15 Temmuz 2016'da FETÖ'cü silahlı örgüt, gasbettiği uçaklar,
helikopterler, tanklar ve silahlarla bu millete, onun meclisine,
istiklâline ve istikbâline insafsızca, vicdansızca saldırdı. Ancak;
dikkat etmeli ki saldırıya uğrayan, sadece vatanımız, istiklâlimiz
ve istikbâlimiz değildir.
Asıl saldırı bu milletin dinine, İslamiyet’e yapıldı. Bu gerçeği
asla ıskalamamalı. FETÖ örgütünün amentüsü, bu milletin amentüsü
değildir. "Dinler arası diyalog" dediler. Hâlbuki Kur'ân-ı kerîm
"Allah indinde din, İslâm’dır" diye açık ve net bir şekilde haber
vermektedir. Önceki dinler, yürürlükten kalkmıştır. Olmayan "din"le
diyalog kurulması mümkün değildir. Bu örgüte göre gayrimüslimler de
cennete gidecektir.

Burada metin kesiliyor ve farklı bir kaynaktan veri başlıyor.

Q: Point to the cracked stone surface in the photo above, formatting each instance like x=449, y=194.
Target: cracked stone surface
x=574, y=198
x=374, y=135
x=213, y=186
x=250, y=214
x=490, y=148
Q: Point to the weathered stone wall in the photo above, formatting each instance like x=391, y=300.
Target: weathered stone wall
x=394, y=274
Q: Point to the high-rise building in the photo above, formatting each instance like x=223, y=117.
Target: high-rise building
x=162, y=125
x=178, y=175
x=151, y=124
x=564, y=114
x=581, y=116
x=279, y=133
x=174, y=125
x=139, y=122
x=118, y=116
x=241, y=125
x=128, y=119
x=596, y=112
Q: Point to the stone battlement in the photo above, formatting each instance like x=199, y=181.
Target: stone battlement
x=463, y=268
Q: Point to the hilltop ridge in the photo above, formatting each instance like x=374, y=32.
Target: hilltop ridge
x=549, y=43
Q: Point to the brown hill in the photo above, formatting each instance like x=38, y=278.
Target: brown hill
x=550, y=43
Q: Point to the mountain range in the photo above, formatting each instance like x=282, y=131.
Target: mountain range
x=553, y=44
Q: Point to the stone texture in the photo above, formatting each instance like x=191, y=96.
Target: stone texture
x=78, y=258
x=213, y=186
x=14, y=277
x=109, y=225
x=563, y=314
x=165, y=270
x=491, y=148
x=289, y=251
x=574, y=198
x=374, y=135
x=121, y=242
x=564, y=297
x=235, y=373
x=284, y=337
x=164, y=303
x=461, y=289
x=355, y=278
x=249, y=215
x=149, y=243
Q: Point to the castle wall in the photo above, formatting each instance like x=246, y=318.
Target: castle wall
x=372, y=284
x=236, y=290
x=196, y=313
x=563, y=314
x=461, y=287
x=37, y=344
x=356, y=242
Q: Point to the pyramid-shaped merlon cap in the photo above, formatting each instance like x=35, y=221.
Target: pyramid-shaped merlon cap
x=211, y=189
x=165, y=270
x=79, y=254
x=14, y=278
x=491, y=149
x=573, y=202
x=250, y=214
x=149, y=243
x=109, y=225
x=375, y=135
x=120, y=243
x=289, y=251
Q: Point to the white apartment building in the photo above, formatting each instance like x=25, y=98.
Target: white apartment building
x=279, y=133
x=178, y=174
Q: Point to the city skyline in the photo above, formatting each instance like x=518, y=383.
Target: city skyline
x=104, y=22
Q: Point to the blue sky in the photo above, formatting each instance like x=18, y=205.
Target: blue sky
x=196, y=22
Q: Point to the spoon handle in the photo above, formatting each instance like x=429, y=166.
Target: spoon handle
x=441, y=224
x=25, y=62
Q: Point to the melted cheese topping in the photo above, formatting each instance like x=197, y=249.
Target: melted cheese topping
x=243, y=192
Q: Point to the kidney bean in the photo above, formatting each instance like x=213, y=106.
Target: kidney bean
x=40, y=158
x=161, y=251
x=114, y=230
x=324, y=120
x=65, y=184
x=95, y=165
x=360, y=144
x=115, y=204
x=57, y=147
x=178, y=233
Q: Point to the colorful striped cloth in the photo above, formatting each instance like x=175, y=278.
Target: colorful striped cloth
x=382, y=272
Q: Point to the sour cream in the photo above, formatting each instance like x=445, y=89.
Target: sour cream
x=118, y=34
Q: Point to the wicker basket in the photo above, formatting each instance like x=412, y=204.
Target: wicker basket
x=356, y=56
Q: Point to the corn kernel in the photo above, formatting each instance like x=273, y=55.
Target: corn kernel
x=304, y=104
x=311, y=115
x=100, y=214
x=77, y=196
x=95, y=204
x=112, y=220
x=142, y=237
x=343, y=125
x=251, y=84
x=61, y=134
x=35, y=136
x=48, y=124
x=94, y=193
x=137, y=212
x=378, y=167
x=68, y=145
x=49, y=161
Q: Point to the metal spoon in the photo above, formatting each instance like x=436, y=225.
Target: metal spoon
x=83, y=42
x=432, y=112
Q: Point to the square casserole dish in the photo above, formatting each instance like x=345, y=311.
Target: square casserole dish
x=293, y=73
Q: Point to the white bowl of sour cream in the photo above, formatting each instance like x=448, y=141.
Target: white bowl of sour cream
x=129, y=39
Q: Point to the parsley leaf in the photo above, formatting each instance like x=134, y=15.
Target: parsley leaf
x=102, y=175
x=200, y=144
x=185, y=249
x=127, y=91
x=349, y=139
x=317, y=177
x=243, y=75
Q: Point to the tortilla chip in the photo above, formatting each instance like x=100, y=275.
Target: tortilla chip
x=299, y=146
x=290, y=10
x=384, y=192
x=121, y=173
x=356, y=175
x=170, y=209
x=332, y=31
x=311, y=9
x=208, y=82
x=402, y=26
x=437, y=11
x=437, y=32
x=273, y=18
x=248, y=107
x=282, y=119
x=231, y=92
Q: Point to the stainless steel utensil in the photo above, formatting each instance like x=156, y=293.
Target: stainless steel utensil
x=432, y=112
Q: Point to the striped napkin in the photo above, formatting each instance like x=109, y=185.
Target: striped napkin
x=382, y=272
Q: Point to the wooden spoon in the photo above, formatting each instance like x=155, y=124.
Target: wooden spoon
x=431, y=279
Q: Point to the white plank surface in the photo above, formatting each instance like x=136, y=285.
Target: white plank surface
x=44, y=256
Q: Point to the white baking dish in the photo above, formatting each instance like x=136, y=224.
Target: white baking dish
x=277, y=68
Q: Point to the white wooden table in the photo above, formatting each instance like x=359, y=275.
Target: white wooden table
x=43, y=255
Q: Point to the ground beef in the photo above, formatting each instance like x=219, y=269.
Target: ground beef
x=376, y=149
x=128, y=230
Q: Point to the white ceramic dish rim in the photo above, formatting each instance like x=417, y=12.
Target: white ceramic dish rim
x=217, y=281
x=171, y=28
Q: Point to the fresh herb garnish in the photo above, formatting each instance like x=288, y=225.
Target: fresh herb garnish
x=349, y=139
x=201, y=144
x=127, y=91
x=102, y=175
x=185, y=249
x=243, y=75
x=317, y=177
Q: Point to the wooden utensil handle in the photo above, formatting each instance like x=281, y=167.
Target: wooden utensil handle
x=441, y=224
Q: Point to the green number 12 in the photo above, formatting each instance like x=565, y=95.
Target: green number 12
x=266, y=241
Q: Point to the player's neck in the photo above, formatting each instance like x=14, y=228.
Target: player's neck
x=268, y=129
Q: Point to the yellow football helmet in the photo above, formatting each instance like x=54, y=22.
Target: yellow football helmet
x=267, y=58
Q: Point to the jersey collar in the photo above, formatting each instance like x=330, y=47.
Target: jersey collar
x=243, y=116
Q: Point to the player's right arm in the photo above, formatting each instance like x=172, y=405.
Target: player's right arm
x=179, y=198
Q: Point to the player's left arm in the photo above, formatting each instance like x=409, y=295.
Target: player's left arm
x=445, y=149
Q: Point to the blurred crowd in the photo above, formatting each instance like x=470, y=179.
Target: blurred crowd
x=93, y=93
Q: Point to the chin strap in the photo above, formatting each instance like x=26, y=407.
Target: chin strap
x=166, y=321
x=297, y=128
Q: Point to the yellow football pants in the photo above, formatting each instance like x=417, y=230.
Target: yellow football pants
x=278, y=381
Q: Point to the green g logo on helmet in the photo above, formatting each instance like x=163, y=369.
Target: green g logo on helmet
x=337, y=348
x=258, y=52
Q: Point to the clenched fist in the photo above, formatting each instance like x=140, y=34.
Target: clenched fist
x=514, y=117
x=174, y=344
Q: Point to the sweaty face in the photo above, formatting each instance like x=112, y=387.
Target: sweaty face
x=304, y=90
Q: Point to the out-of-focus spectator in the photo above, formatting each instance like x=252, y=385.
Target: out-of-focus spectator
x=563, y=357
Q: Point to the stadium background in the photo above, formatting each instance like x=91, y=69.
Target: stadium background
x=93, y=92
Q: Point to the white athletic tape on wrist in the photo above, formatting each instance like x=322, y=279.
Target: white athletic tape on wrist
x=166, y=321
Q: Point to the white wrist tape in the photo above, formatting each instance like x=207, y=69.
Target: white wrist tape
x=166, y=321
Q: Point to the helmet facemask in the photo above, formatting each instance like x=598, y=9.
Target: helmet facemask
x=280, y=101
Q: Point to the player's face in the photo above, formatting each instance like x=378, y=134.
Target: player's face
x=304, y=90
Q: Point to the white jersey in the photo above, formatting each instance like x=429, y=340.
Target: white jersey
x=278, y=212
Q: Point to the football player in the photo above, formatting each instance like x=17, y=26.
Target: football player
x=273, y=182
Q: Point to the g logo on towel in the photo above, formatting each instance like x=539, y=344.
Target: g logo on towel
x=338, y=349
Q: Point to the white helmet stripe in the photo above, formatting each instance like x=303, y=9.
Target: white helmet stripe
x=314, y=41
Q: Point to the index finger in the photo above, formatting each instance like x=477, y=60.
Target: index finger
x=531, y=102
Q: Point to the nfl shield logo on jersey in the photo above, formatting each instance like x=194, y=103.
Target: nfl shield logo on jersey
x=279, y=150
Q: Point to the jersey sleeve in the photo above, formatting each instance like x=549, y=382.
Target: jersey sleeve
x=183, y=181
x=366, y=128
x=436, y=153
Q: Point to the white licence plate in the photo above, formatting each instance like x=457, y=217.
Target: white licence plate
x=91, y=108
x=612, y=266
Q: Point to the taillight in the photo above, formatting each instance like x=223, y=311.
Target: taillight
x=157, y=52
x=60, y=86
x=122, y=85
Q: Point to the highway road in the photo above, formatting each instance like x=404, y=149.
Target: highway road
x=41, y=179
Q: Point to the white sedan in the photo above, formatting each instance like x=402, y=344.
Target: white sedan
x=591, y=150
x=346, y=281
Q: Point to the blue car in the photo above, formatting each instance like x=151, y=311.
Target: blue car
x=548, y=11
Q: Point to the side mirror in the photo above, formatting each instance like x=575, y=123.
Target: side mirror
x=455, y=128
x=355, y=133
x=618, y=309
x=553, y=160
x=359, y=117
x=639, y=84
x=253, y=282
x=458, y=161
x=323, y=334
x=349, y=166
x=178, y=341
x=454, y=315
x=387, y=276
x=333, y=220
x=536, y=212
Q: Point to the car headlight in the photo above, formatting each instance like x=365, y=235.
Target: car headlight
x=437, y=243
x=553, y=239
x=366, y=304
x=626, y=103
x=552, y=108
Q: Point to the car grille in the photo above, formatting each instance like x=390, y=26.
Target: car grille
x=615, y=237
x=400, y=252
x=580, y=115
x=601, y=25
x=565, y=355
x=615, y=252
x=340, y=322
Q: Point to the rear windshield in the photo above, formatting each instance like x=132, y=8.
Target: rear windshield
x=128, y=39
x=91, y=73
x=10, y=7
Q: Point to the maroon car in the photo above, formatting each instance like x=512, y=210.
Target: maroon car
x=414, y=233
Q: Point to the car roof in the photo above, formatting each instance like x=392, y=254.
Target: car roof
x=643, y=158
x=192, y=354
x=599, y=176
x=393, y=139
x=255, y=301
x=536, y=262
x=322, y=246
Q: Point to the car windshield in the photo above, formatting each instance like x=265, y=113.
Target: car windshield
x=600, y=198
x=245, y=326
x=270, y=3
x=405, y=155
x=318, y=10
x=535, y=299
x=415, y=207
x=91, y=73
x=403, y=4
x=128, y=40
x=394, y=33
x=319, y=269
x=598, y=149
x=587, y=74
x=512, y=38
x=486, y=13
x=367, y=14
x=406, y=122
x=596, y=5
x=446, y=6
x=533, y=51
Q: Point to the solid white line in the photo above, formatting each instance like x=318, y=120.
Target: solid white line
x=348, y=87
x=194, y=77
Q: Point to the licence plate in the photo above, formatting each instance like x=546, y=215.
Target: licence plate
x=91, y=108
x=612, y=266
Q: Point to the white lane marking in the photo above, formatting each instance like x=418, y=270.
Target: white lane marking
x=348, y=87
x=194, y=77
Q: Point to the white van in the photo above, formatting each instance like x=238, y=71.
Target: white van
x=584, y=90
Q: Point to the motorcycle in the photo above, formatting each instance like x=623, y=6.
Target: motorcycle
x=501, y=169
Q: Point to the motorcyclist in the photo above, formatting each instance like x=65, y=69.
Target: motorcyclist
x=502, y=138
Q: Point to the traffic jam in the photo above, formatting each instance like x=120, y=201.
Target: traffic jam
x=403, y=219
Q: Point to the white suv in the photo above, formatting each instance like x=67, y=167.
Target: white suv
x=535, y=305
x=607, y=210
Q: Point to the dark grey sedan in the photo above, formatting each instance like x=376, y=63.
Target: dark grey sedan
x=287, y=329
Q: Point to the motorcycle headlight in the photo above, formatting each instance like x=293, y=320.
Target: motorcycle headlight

Bu, âyet-i kerîme ve hadîs-i şerîfleri
yalanlamak ve Sevgili Peygamberimizin -aleyhisselam- verdiği
mücadeleyi anlamsız bulmak demektir. Hareketin başındaki kişi mehdi
sayılmaktadır, tarihte de sahte mehdiler olmuştur. Fetullah Gülen,
güya doğrudan Allahü teâlâ ile konuşmaktadır. Önceleri
Peygamberimizle konuştuğu söylenirken sonra daha da ileri
gitmiştir. Esasında kendini peygamber olarak göstermektedir. Bu
iddiası, konuşmalarının satır aralarından anlaşılıyor. Bir kimse
ister Allah'la konuştuğunu söylesin, isterse Peygamber olduğunu
iddia etsin bunu diyen ânında dinden çıkar.